2. They should possess strong faith in God. His promises are their sole dependence. Without habitual attention to the indications of his Providence, and much prayer for the illuminations of the Holy Spirit to accompany the study of the Scriptures, no man can be prepared to labor with comfort and success on pagan ground. What else can inspire the necessary humility? It is the highest honor conferred on mortal men, to be permitted to declare the unsearchable riches of Christ—an honor too high for the frailty of our nature to support, but for the awful responsibilities with which God has connected it, and the arduous duties it involves. How shall these responsibilities be felt, and these duties discharged, without a humble reliance on that grace, which is communicated only in answer to the prayers of strong faith. A great degree of boldness is often necessary in the missionary character; and though in many instances it is a native quality that requires only to be sanctified, yet in other instances scarcely a trace of it is to be found in the natural character, and as much of it as may be acquired, results from the confidence cherished in the promises of God.

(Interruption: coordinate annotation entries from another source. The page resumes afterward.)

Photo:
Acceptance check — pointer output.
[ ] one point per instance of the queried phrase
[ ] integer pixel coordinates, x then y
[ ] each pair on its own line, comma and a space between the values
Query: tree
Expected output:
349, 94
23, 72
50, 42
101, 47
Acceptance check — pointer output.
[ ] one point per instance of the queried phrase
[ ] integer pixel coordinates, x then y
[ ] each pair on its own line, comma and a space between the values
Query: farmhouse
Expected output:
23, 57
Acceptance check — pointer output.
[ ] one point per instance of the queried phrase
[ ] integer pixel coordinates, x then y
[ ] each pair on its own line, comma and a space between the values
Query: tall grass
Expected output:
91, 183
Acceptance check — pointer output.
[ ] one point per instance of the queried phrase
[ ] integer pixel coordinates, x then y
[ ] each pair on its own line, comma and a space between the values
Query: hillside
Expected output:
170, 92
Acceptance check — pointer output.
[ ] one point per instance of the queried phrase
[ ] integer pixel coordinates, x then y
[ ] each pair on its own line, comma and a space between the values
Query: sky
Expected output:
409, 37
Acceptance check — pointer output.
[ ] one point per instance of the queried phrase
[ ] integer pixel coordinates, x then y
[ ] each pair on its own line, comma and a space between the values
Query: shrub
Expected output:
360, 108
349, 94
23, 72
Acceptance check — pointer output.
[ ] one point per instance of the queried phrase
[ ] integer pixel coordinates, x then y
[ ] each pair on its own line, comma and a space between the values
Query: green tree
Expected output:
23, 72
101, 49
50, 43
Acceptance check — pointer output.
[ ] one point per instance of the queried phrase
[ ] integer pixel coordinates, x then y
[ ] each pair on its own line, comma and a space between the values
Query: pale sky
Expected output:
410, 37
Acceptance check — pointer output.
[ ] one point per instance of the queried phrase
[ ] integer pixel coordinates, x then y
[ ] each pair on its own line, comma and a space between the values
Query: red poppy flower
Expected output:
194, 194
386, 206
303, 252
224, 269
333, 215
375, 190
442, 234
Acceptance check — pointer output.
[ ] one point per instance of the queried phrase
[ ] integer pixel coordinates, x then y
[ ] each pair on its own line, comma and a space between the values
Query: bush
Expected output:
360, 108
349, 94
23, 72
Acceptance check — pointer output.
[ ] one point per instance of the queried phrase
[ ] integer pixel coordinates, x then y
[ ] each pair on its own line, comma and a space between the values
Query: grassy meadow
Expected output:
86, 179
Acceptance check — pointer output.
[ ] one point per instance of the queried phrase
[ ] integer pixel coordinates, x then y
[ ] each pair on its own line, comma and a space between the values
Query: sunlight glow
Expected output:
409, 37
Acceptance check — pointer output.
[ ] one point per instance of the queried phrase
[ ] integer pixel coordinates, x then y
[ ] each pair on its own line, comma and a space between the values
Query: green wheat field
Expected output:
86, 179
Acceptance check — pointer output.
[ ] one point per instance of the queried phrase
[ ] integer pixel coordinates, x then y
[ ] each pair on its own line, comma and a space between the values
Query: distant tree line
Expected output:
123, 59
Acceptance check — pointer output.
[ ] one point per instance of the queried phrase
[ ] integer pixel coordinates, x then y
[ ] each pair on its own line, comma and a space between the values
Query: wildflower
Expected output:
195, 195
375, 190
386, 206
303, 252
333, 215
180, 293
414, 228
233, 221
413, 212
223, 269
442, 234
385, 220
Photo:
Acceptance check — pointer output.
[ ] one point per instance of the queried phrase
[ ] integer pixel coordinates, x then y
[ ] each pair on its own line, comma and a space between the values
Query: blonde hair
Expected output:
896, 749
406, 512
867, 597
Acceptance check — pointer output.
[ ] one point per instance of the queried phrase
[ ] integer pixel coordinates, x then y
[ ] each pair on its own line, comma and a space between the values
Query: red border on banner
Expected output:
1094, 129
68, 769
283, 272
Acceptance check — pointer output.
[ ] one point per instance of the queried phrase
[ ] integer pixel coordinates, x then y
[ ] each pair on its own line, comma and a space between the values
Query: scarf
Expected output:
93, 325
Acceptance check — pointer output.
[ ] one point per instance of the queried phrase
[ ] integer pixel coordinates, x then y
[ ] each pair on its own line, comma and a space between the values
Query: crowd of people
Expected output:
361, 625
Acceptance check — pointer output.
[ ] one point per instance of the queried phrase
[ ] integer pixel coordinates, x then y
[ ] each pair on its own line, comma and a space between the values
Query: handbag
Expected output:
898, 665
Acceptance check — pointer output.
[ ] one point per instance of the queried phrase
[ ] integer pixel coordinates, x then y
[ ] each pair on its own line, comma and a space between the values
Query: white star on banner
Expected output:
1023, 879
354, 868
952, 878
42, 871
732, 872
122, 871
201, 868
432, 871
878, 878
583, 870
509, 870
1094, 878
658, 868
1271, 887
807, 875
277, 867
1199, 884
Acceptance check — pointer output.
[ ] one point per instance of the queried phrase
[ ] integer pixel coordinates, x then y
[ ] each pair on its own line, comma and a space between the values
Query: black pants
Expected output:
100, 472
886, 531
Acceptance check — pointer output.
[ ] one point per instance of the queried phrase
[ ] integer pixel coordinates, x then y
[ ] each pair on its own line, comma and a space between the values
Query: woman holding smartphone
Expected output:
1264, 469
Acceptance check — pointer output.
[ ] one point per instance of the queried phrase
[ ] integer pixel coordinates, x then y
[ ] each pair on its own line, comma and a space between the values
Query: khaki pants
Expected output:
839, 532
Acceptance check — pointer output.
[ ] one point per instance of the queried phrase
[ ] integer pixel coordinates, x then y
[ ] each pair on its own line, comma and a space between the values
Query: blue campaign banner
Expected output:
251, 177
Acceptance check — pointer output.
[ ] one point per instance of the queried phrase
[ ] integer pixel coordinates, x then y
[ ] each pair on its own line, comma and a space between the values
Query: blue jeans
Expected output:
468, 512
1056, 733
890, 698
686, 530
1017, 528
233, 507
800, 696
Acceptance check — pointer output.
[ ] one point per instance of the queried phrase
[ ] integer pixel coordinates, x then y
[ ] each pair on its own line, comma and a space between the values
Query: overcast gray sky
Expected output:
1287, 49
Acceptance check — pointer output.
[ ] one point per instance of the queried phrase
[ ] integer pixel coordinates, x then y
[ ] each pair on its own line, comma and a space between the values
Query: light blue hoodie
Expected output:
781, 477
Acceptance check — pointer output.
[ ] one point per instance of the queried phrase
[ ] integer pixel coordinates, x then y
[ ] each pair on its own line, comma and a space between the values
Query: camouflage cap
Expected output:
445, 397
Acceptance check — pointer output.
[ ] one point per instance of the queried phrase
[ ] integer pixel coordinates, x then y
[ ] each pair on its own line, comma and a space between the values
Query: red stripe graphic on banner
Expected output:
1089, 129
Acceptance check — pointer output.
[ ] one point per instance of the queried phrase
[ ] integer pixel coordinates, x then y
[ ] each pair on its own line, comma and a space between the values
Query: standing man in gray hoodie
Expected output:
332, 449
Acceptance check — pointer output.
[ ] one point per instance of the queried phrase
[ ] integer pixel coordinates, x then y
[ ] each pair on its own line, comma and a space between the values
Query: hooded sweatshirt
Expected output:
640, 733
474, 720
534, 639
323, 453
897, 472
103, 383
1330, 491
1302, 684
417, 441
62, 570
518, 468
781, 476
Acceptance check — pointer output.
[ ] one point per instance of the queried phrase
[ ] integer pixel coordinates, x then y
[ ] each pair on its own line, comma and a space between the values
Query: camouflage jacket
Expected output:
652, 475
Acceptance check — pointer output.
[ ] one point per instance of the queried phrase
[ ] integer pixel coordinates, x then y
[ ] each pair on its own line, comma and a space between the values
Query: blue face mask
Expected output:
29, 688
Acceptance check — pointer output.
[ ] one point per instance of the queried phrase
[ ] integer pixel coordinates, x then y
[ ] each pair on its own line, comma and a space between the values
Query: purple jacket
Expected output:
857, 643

When the missionary can say, "the Lord is my light and salvation; the strength of my life," he may also say, "of whom shall I be afraid?" "Though an host encamp against me, I will not fear, though war arise against me, in God will I be confident." Samuel dared to say unto Saul, "thou hast done wickedly." Nathan feared not to tell David, "thou art the man." Elijah knew that Ahab sought his life, but boldly declared to him, "thou hast sold thyself to work evil in the sight of the Lord;" and need I repeat to you the bold reproofs of John the Baptist to Herod—of Peter and John to the council, or of Paul and Barnabas to the contradicting and blaspheming Jews in Pesidia? But for their strong faith in God. these holy men had not ventured to reprove kings, nor dared the fury of an unprincipled and blood thirsty multitude.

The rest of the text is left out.